So last year when I started this blog about life as a Seasonaire in Meribel I started right back at the beginning when I got off the plane in Geneva and went off for two weeks of management training. This time I am going to start at the end. Partly because at this time I haven't even started to recover from the season and, as a result, my mind is still soup due to lack of sleep and free time, so, I can only recall things that happened in the last few days. And partly as an introduction to some new readers to the staff I put on the coach back to England only a couple of days ago.

Well the day before yesterday I watched and waved as a double decker coach pulled away, a coach full of people I had spent every day of the last five months with. They differed in every way from the staff that my loyal readers have been reading about for the past year.  Differed in personality and temperament but at the same time, they were the same; they still all got drunk, they still had sex with anything that they could pin down for long enough, they still fell in and out of love faster that in takes to eat staff dinner, they still drove me mad, did ridiculously stupid things, turned up late, turned up hanging out of their arses.

And yet they were all new.

The girl whose love of life and of the opposite sex meant she, unwittingly, totally embodied the feminist idea that was first declared by Mary Wollstonecraft in her 1792 'Vindication of the Rights of Women'. This girl just thought she was enjoying having a lot of sex, I thought she was the perfect feminist creation.

The two boys who lived the seasonaire life as it should be lived and never let being thrown up upon by a variety of girls put them off.

The chef who, even though he was desperate to have sex for a second time in his life (he said he had had sex once, even though he couldn't quite remember it), did not quite manage it.

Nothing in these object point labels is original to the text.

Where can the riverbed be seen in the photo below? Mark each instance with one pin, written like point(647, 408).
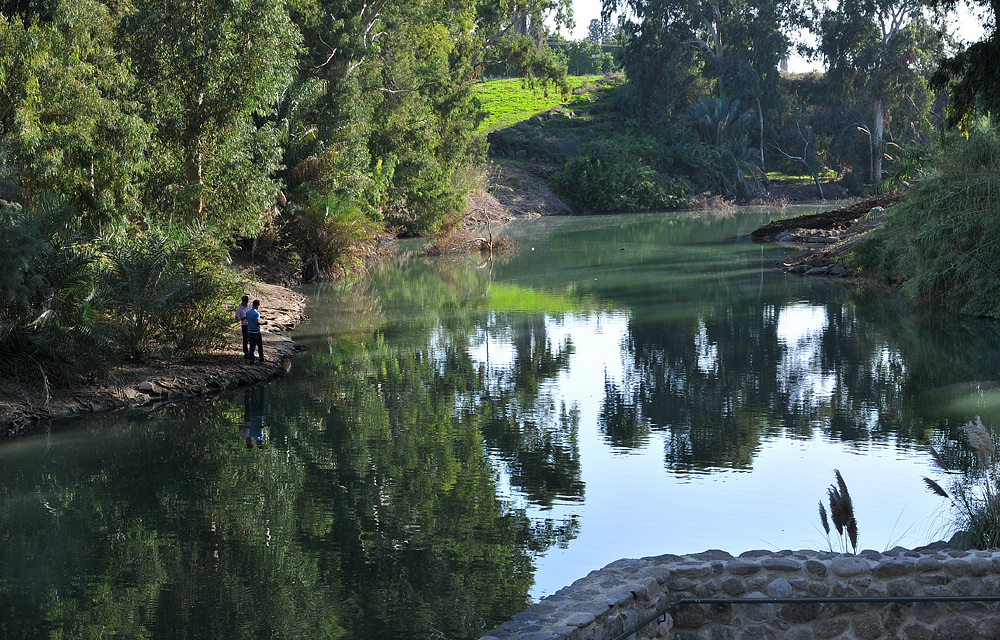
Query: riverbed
point(465, 436)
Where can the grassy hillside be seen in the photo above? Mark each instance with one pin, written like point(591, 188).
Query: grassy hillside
point(510, 101)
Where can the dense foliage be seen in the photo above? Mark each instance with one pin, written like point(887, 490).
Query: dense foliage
point(627, 173)
point(942, 242)
point(140, 140)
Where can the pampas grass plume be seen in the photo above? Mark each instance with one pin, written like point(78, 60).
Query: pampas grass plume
point(980, 440)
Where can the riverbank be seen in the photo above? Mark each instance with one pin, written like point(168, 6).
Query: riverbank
point(830, 236)
point(151, 384)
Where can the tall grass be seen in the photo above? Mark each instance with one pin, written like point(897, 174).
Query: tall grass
point(841, 514)
point(976, 505)
point(942, 241)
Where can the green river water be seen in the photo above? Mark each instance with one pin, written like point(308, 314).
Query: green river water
point(463, 438)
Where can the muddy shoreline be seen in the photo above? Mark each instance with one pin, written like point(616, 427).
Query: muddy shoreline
point(154, 383)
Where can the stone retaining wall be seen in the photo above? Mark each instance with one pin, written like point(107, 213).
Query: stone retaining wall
point(606, 602)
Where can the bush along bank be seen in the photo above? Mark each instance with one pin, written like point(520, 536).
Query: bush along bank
point(152, 383)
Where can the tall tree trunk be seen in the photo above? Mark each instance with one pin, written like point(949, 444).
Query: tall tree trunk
point(879, 125)
point(760, 122)
point(195, 157)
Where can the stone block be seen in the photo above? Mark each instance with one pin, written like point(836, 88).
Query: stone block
point(901, 587)
point(756, 612)
point(779, 588)
point(800, 613)
point(690, 617)
point(816, 568)
point(733, 587)
point(743, 568)
point(757, 632)
point(988, 628)
point(896, 568)
point(781, 564)
point(955, 628)
point(917, 631)
point(867, 626)
point(957, 568)
point(927, 563)
point(850, 566)
point(799, 633)
point(963, 586)
point(927, 612)
point(830, 627)
point(694, 570)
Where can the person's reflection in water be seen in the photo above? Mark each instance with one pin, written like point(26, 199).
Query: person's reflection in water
point(253, 427)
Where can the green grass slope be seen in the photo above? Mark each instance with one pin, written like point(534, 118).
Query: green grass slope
point(510, 101)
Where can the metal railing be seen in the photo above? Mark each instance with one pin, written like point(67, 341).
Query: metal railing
point(660, 614)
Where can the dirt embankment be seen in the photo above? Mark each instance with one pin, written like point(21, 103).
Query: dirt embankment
point(516, 190)
point(830, 235)
point(149, 385)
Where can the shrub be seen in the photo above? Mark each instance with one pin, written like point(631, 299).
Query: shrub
point(624, 174)
point(977, 505)
point(47, 310)
point(164, 291)
point(332, 233)
point(942, 241)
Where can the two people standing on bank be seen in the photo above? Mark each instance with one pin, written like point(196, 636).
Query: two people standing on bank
point(249, 317)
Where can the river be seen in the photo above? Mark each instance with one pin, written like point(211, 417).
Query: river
point(463, 437)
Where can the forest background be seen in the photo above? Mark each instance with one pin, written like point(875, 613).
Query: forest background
point(143, 143)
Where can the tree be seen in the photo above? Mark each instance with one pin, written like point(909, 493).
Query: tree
point(972, 76)
point(68, 117)
point(211, 72)
point(881, 52)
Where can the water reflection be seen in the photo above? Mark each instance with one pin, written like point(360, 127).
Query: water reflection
point(459, 440)
point(252, 428)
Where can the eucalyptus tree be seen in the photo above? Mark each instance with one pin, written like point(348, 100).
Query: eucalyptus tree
point(67, 118)
point(882, 53)
point(210, 73)
point(972, 76)
point(396, 127)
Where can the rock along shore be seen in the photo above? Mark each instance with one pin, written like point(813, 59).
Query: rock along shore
point(606, 603)
point(150, 383)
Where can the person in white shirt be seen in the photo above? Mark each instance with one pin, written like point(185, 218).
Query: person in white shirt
point(241, 315)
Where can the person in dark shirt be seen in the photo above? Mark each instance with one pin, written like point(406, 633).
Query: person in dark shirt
point(241, 315)
point(253, 329)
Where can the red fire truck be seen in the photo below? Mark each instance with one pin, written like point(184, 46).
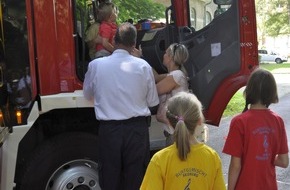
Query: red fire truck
point(49, 131)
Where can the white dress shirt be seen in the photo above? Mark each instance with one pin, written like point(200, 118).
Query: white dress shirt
point(121, 85)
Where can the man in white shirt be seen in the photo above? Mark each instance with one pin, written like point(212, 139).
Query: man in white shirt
point(123, 88)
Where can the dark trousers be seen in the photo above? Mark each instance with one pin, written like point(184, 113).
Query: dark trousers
point(123, 153)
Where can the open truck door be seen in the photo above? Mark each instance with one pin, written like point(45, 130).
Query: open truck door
point(223, 50)
point(53, 146)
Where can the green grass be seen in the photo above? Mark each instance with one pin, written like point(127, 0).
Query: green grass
point(237, 102)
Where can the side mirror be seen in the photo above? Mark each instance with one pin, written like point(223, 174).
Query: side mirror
point(223, 2)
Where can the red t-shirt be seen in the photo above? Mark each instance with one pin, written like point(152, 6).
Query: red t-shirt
point(107, 30)
point(256, 136)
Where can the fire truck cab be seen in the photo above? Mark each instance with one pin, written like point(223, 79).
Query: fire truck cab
point(48, 129)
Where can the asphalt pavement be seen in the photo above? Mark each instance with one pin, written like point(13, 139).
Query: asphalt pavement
point(217, 135)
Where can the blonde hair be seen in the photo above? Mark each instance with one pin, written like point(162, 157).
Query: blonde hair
point(179, 54)
point(184, 112)
point(105, 10)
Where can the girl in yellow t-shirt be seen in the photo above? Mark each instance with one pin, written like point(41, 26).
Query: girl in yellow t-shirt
point(187, 164)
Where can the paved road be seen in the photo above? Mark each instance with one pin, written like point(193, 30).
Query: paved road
point(217, 134)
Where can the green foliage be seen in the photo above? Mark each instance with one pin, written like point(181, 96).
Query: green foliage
point(237, 102)
point(139, 9)
point(277, 24)
point(271, 67)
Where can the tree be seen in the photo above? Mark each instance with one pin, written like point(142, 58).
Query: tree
point(139, 9)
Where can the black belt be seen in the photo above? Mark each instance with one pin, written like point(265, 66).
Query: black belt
point(127, 121)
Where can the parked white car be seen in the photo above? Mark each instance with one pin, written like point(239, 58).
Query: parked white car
point(267, 56)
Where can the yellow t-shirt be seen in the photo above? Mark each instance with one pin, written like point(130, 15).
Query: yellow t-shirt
point(202, 170)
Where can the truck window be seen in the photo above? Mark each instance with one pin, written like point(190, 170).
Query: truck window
point(83, 16)
point(14, 66)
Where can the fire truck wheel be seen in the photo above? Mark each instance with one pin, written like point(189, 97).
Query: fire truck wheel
point(67, 161)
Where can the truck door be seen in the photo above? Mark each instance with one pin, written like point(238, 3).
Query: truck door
point(221, 39)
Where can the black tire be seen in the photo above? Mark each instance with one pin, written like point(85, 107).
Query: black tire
point(67, 159)
point(278, 61)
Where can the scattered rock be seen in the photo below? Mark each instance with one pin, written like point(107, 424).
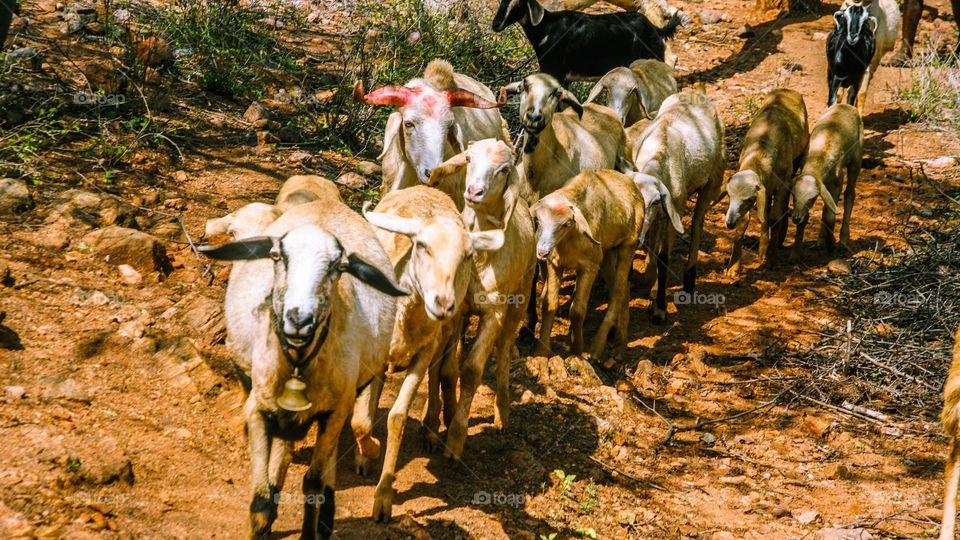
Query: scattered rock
point(805, 517)
point(153, 52)
point(129, 275)
point(816, 425)
point(60, 388)
point(836, 471)
point(120, 245)
point(369, 168)
point(103, 77)
point(15, 392)
point(843, 534)
point(839, 266)
point(709, 17)
point(256, 111)
point(352, 180)
point(300, 157)
point(943, 162)
point(14, 196)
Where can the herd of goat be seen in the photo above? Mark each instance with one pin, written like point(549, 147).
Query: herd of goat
point(322, 300)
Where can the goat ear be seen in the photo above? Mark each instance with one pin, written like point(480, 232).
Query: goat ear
point(391, 134)
point(536, 12)
point(455, 138)
point(582, 224)
point(487, 240)
point(447, 168)
point(245, 250)
point(594, 92)
point(567, 99)
point(217, 226)
point(392, 223)
point(827, 198)
point(369, 274)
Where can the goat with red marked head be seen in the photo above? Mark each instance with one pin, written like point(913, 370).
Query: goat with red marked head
point(435, 117)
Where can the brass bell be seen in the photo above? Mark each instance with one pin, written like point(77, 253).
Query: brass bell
point(293, 398)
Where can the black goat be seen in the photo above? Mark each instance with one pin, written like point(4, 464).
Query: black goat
point(576, 46)
point(850, 48)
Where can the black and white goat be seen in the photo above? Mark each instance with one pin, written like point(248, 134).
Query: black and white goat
point(850, 49)
point(575, 46)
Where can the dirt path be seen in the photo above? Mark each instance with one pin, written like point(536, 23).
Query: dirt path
point(112, 382)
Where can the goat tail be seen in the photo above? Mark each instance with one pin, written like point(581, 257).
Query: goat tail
point(670, 28)
point(951, 393)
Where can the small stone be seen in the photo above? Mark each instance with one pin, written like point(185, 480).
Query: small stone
point(368, 168)
point(845, 534)
point(836, 471)
point(816, 425)
point(129, 275)
point(14, 196)
point(15, 392)
point(256, 111)
point(352, 180)
point(805, 517)
point(839, 266)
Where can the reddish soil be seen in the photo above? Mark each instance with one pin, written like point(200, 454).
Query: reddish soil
point(110, 375)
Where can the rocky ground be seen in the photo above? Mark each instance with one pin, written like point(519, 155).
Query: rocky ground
point(120, 406)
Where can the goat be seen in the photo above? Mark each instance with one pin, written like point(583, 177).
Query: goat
point(431, 249)
point(494, 200)
point(301, 189)
point(244, 222)
point(950, 417)
point(561, 137)
point(850, 47)
point(773, 150)
point(592, 223)
point(636, 93)
point(836, 145)
point(683, 150)
point(307, 305)
point(886, 28)
point(576, 46)
point(436, 117)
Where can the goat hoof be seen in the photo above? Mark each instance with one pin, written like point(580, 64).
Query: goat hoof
point(690, 280)
point(383, 505)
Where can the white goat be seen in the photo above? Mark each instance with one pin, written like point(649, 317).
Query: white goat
point(436, 117)
point(836, 146)
point(301, 189)
point(683, 149)
point(561, 137)
point(773, 150)
point(589, 224)
point(428, 243)
point(887, 15)
point(309, 305)
point(493, 195)
point(636, 92)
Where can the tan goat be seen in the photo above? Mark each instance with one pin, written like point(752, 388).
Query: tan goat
point(590, 224)
point(772, 151)
point(836, 146)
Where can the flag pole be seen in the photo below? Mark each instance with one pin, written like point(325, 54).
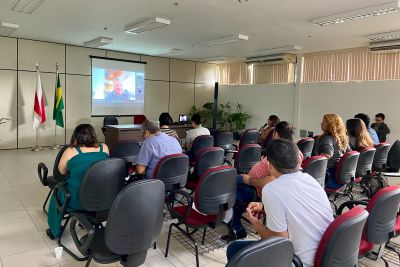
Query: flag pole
point(55, 146)
point(36, 148)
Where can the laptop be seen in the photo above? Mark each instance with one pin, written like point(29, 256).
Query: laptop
point(183, 119)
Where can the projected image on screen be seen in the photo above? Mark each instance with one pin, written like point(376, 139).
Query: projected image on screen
point(117, 87)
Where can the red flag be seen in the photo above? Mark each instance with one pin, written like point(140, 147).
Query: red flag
point(39, 115)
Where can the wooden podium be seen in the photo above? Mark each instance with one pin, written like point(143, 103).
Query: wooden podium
point(115, 133)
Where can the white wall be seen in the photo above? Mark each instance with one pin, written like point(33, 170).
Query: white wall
point(348, 99)
point(261, 100)
point(316, 99)
point(171, 85)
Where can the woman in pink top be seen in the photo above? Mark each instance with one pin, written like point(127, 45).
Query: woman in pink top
point(249, 186)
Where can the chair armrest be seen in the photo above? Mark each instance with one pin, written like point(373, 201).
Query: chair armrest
point(61, 204)
point(42, 173)
point(351, 204)
point(171, 201)
point(84, 222)
point(296, 261)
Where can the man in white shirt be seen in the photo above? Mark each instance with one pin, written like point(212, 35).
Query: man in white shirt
point(196, 131)
point(295, 205)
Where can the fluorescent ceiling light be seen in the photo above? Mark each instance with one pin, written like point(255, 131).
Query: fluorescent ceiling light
point(280, 50)
point(147, 25)
point(172, 51)
point(98, 42)
point(384, 36)
point(362, 13)
point(26, 6)
point(227, 40)
point(7, 29)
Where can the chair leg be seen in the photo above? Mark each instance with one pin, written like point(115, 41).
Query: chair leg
point(65, 248)
point(168, 239)
point(204, 236)
point(47, 199)
point(88, 261)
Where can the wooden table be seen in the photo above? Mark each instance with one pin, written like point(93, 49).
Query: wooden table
point(115, 133)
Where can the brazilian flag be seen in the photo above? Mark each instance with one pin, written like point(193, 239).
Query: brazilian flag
point(58, 104)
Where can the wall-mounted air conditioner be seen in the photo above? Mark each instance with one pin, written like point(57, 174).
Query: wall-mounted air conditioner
point(385, 45)
point(272, 59)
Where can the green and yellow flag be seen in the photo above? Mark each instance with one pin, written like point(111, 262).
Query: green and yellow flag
point(58, 104)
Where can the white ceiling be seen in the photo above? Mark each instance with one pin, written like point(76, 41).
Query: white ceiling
point(269, 24)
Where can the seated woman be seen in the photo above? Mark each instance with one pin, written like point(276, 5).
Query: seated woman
point(332, 143)
point(267, 130)
point(166, 121)
point(359, 137)
point(84, 150)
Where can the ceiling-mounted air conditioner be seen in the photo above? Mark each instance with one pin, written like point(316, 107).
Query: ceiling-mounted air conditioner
point(272, 59)
point(385, 45)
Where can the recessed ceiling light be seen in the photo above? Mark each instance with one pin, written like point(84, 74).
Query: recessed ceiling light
point(7, 28)
point(147, 25)
point(98, 42)
point(280, 50)
point(373, 11)
point(26, 6)
point(384, 36)
point(227, 40)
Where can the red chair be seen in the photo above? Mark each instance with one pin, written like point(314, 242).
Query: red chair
point(207, 158)
point(139, 119)
point(382, 209)
point(316, 167)
point(306, 146)
point(340, 243)
point(247, 156)
point(214, 194)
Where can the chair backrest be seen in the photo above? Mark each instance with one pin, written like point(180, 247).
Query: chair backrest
point(216, 190)
point(172, 170)
point(306, 146)
point(247, 156)
point(381, 155)
point(339, 244)
point(346, 168)
point(208, 158)
point(136, 217)
point(382, 208)
point(393, 160)
point(250, 136)
point(110, 120)
point(224, 140)
point(276, 251)
point(316, 167)
point(101, 184)
point(364, 165)
point(201, 142)
point(139, 119)
point(126, 150)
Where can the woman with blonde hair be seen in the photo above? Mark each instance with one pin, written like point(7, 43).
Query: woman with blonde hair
point(333, 143)
point(359, 137)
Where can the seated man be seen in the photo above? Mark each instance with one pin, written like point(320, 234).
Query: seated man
point(365, 118)
point(248, 185)
point(296, 206)
point(155, 146)
point(196, 131)
point(380, 127)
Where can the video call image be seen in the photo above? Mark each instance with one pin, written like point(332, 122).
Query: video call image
point(117, 86)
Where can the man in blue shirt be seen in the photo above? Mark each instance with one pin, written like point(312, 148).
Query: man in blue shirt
point(365, 118)
point(155, 146)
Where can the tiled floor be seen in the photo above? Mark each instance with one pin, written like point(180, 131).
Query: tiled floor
point(23, 241)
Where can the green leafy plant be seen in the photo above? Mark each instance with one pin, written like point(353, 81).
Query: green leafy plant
point(228, 118)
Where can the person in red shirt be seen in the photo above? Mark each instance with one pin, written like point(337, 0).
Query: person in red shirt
point(249, 186)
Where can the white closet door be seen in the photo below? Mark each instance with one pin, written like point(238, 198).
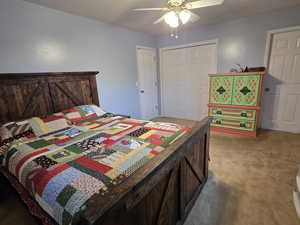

In fact he didn't really manage to do anything with any females, other than the hug I gave him when he left. Despite his eternal optimism and enthusiasm.

The other chef, the one I quickly learned to care very deeply about, despite him being 2 days off being born in the 1990s, despite his love of setting things on fire, despite everything, he was, often, my rock, when times got hard and I just needed someone to talk to, he was there, and I will care about him for the rest of my life. It might not have been love, but it was a very deep rooted friendship. That is how I saw it anyway. This same  chef was in Meribel the year before and had spent the summer reading this blog and has spent the winter slightly dreading what I would write about him. Well my dearest darling - keep  on wondering and waiting.

And so it has come to an end. And it is raining in Chamonix. As we left Meribel last night the sun was shinning, the rivers were running with the melting snow and we had the first MacDonald's any of us had had in months.

And now is the time to write it all down, the engagements, the fights, the drunken behaviour, why I turned away from the Ram Raid and the time I was propositioned by five men in the same evening.  







Saturday 13 April 2013

The End is nigh

So

That is it

The last guest food to go out of our kitchen has just gone.

It was a white chocolate and raspberry cheesecake.

I have never been brought to tears by a cheesecake before. I didn't think I would be this sad to see the end, to be honest I started counting down the end of the season sometime at the beginning of February. But tonight is a sad night, and a happy night all at the same time.

But there it is, I a sad, and I watched my boys working today for the last time and I realised how much I will miss all my staff. I'm sure they wont miss me, how many people have ever said 'Oooh I really miss my old boss?' Very few I expect. But I will miss them, and I will worry about them even though they don't need worrying about and I will care about them all for a long time to come.

Bloody soppy I am tonight eh! I started work at 7.30 this morning and it 21.50 now so maybe I have been at work so long that I am going mad. Maybe I worked so long because I wanted to soak up the last few hours of being here. I don't know why I wanted to soak it all up today, I haven't had the slightest desire to do that at all for the last 5 months.

Oh well, I better go to bed before I start crying in front of the staff. Won't want to ruin my image now would I?

I'm going to compile a play list of sad 'saying good bye songs'

Goodbye - The Spice Girls
Time to Say Goodbye - Andrea Bocelli
The Power of Goodbye - Madonna
Every time We Say Goodbye - Peggy Mann


You get the picture

Tuesday 9 April 2013

Are my eyes deceiving me, is there finally a new Seasonaire in the City post???

Yes, yes there is. And I'm not even back in the UK yet but I will be back in 11 days (thats 264 hours or 15840 minutes).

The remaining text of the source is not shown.